When Joan overheard two women in a restaurant refer to her as “the woman whose two children were murdered,” she thought – “if I accept that label, I’m doomed to sink in self-pity and maybe even to lose my mind.” Those whispered words caused Sepp to recall something she had learned through Alanon during Marty’s years of drug addiction – the power of making choices. Joan talks a lot about her life-saving choices. She chose not to be identified as the mother of two murdered children saying, “My losses don’t define who I am.” She chose to stand on her anchoring scripture, “God did not give us a spirit of timidity (of cowardice, of craven and cringing and fawning fear), but He has given us a spirit of power and of love and of a calm and well-balanced mind. (2 Timothy 1:7 AMP)
Joan chose to live a giving life and found it therapeutic. “Being a giver helps me build a new identify. I’m always looking for opportunities to bless other people.” When grieving parents call her for support, she listens, prays and offers kind wisdom gained from her journey of tragedy. She can sincerely say, “I know what you’re going through.”
Sepp talks reverently about her most difficult choice – to forgive the young girl who took Krista’s life. The idea came to her gradually over years. Information given to victims of violence from the justice system, allows the Sepps to know the perpetrator’s background. “I learned of the abuse she’d suffered since birth. I wanted to harbor resentment toward her but it became impossible. I couldn’t help wondering what kind of person I’d be with the same upbringing.” Joan still prays for the girl who spent 6 years in prison for Krista’s murder. (The male, tried as an adult, is still incarcerated.)
Every day Joan lives by her choices. Choosing to replace every dark thought with a prayer and being grateful that her last words to Krista were “I love you.” Choosing to think of others first. Choosing to squeeze good out of her tragedies. One good thing resulted from a day Sepp and husband Toivo spent with RCMP officers. Together they hammered out 200 recommendations for improving job safety for youth workers. Some were implemented.

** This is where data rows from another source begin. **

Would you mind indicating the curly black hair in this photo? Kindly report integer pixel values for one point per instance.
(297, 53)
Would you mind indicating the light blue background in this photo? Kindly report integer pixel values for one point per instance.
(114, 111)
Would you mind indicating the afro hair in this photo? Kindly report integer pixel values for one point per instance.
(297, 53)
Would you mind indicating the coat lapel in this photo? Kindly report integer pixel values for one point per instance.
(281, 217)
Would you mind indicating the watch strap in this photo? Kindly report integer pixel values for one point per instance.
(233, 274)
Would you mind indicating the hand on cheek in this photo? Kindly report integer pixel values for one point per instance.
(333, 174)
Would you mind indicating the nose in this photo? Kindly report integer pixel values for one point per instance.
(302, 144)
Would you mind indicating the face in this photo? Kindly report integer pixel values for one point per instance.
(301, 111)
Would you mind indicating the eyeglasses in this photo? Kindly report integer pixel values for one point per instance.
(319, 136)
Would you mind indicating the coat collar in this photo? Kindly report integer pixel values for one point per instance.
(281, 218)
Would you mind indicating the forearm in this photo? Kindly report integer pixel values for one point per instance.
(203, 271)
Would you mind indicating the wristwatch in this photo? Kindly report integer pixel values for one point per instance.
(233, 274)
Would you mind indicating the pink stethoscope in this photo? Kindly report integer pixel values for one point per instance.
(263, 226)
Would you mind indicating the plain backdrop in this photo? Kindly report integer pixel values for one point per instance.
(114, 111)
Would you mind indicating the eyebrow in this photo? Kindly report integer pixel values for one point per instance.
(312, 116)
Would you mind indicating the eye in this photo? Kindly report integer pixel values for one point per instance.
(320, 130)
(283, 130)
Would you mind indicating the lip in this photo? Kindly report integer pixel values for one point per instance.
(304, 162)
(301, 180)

Making right choices helped Joan carve out a new identity for herself. She is a role model, adopted mom and mentor to many. Many people say, “When we’re having hard times, we remember the choices Joan makes and try to follow her example.”
A private woman, Joan refused interviews and speaking invitations for many years but she surprised friends by accepting several recent engagements. She felt a “gentle nudge from God that it was time” to share her story. In May 2008 she spoke at the Krista Sepp Award celebration in Toronto, Ontario. The Award is presented each year to a child and youth worker who emulates the professional Krista would have become.
Joan says, “I’m living proof that even after tragedy, life still has purpose and meaning. People need to know that.”
Note: Joan Sepp passed away in September 2008 but her legacy as a woman who refused to be identified by her losses lives on.